A well-funded attack
Still, Holden said that it’s unlikely that criminals are “coat-tailing” on the Izz ad-Din al-Qassam group’s attacks just yet. “It would have to be one of the incidences where the attackers can tell the site is down, [but then they] wouldn’t be able to get in anyhow. So it’s not as likely.”
But even if the group behind the attacks isn’t profiting from them, Holden said it’s clear that there are very real investments being made in their activities—maybe not in servers or hard assets, but in the form of countless hours of maintenance of the botnet by finding new servers to exploit, and further development of attacks.
“Regardless of who’s behind this,” Holden said, “it has to be funded at some level. Even if it’s hacktivists, it’s got to be funded hacktivism.” That, he says, is because of both the amount of time dedicated to the attack, and to its ongoing refinement. “It’s not that these are the most sophisticated things in the world,” he explained, “but it has been getting more sophisticated, and it’s growing.”
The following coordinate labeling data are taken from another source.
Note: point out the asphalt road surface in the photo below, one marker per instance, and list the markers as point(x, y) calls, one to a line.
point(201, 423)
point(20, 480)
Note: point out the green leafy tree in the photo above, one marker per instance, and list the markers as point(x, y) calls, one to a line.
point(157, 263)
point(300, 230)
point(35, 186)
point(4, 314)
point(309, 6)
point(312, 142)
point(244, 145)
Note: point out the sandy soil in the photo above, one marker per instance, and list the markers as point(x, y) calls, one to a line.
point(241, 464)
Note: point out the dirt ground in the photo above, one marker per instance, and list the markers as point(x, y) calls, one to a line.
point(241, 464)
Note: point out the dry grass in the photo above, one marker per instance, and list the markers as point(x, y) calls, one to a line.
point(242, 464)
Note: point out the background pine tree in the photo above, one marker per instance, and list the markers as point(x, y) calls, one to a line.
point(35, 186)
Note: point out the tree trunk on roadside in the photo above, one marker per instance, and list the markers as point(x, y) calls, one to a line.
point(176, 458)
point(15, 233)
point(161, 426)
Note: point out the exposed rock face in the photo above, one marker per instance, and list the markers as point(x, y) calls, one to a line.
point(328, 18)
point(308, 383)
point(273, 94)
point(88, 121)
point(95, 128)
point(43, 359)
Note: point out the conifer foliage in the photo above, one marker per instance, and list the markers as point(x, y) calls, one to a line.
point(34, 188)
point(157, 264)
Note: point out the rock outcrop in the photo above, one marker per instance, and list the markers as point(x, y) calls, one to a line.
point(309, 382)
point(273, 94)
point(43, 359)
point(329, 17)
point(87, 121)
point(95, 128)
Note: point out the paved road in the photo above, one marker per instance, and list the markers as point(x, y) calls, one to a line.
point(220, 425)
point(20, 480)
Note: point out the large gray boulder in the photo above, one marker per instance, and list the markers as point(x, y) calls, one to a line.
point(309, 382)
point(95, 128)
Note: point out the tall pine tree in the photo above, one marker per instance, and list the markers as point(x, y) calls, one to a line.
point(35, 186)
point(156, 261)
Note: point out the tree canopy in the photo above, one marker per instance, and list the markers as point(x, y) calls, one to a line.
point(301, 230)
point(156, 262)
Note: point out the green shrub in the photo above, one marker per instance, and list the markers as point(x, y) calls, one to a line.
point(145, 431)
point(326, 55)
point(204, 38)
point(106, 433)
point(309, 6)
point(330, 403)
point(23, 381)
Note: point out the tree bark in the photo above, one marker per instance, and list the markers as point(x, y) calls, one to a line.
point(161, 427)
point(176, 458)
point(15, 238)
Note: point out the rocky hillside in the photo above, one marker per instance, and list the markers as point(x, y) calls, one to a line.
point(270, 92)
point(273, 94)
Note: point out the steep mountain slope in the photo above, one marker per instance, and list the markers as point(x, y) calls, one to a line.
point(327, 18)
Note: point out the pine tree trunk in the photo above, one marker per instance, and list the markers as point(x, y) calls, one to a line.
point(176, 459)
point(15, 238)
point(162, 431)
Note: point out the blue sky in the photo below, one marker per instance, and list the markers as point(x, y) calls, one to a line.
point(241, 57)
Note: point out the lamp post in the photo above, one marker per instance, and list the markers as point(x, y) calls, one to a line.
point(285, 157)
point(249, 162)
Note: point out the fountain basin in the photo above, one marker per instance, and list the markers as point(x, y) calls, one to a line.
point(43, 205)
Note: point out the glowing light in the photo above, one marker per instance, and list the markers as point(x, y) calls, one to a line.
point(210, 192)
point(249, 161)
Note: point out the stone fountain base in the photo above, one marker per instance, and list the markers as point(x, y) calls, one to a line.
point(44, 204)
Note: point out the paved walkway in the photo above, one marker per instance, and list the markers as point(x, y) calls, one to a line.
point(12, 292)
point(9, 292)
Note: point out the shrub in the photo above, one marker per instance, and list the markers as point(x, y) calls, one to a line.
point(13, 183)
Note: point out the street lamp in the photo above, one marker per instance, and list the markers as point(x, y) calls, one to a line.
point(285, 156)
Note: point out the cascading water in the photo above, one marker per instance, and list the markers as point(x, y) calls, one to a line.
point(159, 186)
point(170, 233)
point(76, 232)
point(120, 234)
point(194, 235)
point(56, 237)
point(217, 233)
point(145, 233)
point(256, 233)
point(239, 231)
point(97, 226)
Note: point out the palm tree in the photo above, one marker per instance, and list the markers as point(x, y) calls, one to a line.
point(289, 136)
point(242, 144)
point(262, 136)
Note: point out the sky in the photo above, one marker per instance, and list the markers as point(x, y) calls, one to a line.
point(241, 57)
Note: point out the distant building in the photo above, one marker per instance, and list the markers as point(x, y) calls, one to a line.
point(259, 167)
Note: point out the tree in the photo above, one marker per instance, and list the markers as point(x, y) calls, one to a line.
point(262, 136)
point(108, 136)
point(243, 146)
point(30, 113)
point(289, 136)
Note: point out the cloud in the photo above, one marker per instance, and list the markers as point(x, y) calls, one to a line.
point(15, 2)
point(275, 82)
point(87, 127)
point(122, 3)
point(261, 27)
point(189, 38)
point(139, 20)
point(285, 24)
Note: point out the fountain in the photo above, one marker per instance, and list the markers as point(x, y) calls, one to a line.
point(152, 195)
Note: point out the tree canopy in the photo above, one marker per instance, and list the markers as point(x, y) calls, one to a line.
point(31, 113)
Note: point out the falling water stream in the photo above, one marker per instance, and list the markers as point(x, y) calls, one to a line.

The goal of the investment in the botnet hasn’t been to create the sort of massive DDoS launched on Spamhaus this week. Rather, Holden said, the goal seems to have “mainly been around being able to attack multiple targets. They’re not interested in the biggest DDoS they can make—they’re more interested in creating constant pressure to prove whatever they’re trying to prove. They’re in it for the long haul.”